Beattie's guitar can't take all the blame for the tedious nature of this album though. Most of these songs sound exactly the same, thanks to the arrangements, which are always guitar, drums, (barely audible) Bass, and Vox. This makes many of the songs seem indistingishable from one another, as the drums play bland pop-rock rhythms, the bass either plays simple stream of quarter notes or mimics the guitar part, and the aforementioned lack of original riffs is incredibly evident.

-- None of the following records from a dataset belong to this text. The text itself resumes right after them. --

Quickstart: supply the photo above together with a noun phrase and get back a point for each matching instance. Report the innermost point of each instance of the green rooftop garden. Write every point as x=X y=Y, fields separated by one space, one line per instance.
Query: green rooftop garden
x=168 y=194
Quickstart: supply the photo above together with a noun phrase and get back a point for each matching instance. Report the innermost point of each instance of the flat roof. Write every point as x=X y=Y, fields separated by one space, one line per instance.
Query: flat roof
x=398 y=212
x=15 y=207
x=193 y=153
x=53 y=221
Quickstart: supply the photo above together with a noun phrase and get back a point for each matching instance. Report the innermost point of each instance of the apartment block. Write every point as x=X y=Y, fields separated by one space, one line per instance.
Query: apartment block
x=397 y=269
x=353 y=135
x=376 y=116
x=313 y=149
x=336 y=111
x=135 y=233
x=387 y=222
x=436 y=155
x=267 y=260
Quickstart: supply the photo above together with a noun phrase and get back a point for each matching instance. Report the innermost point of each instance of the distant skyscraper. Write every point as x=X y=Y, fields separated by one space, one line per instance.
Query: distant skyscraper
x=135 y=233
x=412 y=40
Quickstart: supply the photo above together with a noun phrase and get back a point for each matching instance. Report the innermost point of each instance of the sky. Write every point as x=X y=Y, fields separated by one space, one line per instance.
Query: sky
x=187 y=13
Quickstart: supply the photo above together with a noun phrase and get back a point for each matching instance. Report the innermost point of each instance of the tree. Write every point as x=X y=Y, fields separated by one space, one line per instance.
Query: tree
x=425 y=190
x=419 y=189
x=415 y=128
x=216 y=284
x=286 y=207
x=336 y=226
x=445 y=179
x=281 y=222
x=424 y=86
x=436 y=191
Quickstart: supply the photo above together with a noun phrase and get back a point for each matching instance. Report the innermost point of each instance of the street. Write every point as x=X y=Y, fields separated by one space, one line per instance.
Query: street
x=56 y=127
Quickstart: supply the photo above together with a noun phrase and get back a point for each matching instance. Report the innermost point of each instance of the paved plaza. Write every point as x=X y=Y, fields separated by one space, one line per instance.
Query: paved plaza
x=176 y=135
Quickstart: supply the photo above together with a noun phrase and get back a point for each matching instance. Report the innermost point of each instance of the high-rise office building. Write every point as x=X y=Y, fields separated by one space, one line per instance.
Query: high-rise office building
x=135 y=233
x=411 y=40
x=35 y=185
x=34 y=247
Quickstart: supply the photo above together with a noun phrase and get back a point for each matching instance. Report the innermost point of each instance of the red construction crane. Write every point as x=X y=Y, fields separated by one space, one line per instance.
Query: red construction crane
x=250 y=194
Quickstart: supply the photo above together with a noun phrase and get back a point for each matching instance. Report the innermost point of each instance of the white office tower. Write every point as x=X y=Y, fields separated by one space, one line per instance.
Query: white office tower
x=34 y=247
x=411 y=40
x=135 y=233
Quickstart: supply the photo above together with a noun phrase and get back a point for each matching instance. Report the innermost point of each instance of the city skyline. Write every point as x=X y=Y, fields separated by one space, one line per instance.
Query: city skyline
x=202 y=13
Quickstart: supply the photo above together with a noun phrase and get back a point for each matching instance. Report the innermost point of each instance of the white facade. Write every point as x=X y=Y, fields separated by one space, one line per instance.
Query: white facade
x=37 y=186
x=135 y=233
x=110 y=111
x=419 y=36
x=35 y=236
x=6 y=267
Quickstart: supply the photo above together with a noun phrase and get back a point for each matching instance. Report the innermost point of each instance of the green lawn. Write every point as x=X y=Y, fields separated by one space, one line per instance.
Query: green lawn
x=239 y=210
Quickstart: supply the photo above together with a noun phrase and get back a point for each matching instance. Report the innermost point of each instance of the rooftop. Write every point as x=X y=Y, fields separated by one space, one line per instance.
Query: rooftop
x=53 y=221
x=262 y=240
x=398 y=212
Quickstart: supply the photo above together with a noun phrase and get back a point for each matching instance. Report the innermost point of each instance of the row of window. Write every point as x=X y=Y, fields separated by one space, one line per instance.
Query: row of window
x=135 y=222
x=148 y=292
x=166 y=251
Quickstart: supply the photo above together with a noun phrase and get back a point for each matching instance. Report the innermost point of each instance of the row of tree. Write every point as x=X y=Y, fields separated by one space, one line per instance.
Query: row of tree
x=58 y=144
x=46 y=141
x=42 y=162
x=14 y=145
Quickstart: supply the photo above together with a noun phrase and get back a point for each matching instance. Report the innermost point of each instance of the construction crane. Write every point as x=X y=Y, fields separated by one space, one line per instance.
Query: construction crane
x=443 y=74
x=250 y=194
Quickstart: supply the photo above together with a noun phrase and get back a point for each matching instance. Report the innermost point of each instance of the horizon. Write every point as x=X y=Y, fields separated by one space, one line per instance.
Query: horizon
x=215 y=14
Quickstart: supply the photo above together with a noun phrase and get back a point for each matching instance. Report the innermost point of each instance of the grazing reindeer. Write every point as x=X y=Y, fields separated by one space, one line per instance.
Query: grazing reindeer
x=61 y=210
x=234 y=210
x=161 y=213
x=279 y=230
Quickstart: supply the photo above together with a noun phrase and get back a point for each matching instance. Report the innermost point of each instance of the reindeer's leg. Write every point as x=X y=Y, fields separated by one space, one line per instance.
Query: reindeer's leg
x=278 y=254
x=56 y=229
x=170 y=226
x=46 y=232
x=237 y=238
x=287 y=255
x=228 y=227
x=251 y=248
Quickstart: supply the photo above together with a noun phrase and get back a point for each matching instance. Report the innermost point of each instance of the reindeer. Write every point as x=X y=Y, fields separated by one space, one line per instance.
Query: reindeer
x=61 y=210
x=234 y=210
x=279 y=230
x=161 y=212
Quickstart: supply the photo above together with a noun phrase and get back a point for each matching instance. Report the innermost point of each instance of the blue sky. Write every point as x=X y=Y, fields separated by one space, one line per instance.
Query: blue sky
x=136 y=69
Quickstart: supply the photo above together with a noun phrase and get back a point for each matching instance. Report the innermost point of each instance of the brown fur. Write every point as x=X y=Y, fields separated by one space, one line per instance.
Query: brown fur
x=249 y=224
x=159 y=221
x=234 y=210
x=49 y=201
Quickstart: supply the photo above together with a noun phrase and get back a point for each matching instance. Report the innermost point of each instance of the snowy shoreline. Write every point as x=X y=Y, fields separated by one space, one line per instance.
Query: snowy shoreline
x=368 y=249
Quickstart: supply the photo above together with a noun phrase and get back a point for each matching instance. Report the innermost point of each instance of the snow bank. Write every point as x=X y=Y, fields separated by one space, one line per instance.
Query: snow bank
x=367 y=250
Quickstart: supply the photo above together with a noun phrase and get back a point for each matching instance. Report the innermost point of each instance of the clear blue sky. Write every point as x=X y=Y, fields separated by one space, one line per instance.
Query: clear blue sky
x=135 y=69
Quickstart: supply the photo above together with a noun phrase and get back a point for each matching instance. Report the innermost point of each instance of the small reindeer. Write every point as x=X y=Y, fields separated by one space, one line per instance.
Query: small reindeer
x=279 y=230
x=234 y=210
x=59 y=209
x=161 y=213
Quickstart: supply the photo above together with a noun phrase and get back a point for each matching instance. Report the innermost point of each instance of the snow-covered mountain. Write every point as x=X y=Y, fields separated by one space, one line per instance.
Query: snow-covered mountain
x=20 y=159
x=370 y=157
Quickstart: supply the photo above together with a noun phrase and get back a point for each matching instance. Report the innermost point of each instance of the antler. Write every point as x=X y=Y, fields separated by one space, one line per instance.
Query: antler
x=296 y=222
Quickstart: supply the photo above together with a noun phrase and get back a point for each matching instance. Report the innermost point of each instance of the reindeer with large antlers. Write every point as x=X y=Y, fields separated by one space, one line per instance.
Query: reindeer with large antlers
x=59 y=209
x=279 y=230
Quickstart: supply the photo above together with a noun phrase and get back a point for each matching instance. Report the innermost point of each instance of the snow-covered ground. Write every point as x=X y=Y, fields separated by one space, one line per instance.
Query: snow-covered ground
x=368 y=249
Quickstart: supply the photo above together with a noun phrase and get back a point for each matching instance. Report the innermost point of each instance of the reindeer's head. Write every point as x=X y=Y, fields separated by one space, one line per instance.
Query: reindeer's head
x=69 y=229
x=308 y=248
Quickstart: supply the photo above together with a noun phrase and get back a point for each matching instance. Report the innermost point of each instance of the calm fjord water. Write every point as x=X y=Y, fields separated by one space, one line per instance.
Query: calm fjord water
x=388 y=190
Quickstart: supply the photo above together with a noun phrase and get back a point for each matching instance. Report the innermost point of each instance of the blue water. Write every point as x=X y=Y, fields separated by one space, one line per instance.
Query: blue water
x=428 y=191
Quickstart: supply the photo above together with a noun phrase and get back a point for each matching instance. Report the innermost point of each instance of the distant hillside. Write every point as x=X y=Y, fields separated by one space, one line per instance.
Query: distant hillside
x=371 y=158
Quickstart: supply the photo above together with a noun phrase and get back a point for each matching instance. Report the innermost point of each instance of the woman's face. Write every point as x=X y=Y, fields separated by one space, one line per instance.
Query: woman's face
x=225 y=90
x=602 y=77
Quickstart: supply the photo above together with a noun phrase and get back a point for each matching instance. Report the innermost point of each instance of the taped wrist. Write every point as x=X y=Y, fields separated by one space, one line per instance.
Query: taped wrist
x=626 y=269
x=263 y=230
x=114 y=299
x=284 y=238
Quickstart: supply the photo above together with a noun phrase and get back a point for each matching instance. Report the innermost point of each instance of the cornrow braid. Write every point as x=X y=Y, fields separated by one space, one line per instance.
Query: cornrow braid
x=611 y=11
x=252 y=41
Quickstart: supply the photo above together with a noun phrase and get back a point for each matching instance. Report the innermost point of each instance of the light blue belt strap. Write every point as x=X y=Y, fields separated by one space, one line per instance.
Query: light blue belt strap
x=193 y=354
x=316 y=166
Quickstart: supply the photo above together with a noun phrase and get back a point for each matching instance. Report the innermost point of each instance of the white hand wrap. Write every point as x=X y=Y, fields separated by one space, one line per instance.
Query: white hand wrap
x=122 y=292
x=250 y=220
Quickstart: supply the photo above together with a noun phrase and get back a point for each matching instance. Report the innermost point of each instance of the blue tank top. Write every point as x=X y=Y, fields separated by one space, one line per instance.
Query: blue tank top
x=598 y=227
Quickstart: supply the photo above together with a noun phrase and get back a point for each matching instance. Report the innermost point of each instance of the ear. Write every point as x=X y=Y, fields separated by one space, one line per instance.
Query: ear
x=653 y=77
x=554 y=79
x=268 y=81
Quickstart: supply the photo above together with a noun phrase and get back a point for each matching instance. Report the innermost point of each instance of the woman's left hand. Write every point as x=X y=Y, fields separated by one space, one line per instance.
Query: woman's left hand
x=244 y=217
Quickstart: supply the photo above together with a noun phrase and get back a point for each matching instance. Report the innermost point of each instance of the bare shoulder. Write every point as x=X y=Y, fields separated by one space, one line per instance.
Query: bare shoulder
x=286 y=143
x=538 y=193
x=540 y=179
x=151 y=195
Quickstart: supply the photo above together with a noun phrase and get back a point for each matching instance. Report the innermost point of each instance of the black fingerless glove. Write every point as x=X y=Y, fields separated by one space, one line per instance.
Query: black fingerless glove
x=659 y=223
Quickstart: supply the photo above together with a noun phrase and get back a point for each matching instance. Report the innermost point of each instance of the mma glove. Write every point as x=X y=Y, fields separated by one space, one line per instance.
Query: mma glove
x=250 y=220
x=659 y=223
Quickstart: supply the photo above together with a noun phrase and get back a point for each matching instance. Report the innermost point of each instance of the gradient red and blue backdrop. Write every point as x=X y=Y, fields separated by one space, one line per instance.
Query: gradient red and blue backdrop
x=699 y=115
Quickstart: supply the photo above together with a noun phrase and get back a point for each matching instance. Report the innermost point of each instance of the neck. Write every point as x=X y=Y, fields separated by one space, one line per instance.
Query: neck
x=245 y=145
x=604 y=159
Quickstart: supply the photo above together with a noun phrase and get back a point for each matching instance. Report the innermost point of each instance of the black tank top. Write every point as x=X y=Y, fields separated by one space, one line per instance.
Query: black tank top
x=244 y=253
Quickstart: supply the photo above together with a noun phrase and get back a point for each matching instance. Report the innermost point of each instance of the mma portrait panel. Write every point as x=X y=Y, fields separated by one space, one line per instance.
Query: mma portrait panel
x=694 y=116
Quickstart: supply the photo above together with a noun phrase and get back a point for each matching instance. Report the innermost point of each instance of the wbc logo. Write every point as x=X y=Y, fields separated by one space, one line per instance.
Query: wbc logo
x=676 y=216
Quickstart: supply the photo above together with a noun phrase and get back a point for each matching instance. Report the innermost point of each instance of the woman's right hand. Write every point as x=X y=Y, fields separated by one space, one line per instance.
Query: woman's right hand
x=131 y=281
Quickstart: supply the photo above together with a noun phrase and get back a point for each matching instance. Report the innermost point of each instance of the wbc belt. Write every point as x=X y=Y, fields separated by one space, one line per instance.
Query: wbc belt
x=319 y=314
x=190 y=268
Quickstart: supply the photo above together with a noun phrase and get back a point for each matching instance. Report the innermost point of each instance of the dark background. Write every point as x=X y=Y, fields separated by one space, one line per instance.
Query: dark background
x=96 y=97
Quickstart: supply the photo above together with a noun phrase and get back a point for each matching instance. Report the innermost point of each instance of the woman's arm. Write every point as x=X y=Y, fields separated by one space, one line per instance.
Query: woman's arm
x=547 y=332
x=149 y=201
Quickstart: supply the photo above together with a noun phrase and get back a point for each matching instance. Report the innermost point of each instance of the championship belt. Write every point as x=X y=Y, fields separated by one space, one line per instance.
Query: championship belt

The last point of contention is the only one that The Scream would carry over into their future incarnations, and that is the voice of singer Bobby Gillespie. Gillespie's lyrics have always been the band's Achilles heel, are a tepid mess, each song using metaphors of flowers and sunlight to drive home boring, love songs. from what other rock singer would you get a line as plainly dumb as "I don't want to own you/I just want to be your friend/The best one that you've ever had/ it's true, I can't pretend"? This made even more annoying by the fact that Gillespie's voice lacks range and sings all of these songs in a polite, amazingly boring voice.
Although this album has vast amount of dull songs , it does have some strong songs, mainly opener gentle Tuesday, which boasts an infectious chorus and catchy main riff. Other tracks of note are silent spring, where Beattie's lead lines have a distorted, razor-wire quality that lends the song some much needed character. The final highlight is the subdued, droning Love you, which accomplishes a breathtaking effect through the layers of chiming guitar and booming tom hits, showing the influence of the Jesus and Mary Chain, the band that Gillespie used to drum for.
Listening to Love you , you get a sense that this is the sound they were trying to get. An album of songs like Love You would be infinitely more interesting than this, which is an average, forgettable debut by a band that would later become a trailblazing, daring collective of musicians. It's easy to see why Primal Scream changed sounds after this underwhelming debut.